15780 - Environmental economics

Academic Year 2014/2015

  • Moduli: Luca Lambertini (Modulo 1) Silvia Gatti (Modulo 2)
  • Teaching Mode: In-person learning (entirely or partially) (Modulo 1); In-person learning (entirely or partially) (Modulo 2)
  • Campus: Bologna
  • Corso: First cycle degree programme (L) in Economics, Markets and Institutions (cod. 8038)

Learning outcomes

Economic growth and globalization go along with (or imply, some would say) undesirable consequences on the quality of the environment and the planet's residual stock of natural resources, be they renewables or not. the course aims at making students aware of (i) the environmental implications of advanced economic systems' activities; (ii) the negative consequences of unequal development, and (iii) possible sort- and long-run remedies in the form of public policies and investments in green technologies.

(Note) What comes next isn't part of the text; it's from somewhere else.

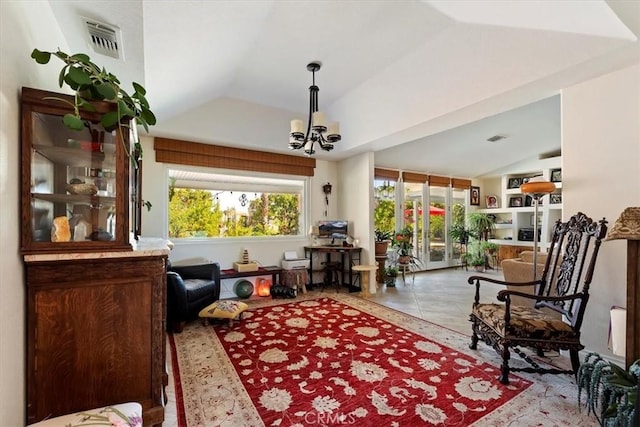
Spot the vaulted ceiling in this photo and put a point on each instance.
(421, 83)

At the end of the course, students will be in a position to critically assess the basic features of the current debate on the basis of the acquired wisdom in this field, being endowed with a toolkit with a practical and professional value.

Course contents

The structure of the course is the following:

1) The genesis and foundations of environmental economics
- cost-benefit analysis
- externalities and public goods
- sustainability

2) Pollution
- pollution as an externality of production
- the measurement problem
- Coase and Hotelling's theorems
- policy measures: Pigouvian taxation, environmental standards and pollution permits

3) Ethics and fairness: the welfare of future generations
- discounting
- environmental values

4) Natural resources
- exhaustible resources
- renewable resources and innovation incentives

5) The environment, natural resources and growth
- harmonizing development while safeguarding the environment
- uneven development and the environment

6) Market power, the environment and natural resources
- effects of monopoly power and oligopolistic interactions
-effects of international trade under imperfect competition

Readings/Bibliography

D.W. Pearce and R.K. Turner, Economia delle risorse naturali e dell'ambiente, Bologna, Il Mulino.

Additional materiale will be delivered during the course

Teaching methods

class lecturing

Assessment methods

Written examination or, alternatively, an essay (on a single part or both) on a subject to be agreed upon with the teacher

Teaching tools

Elementary methods of mathematical analysis.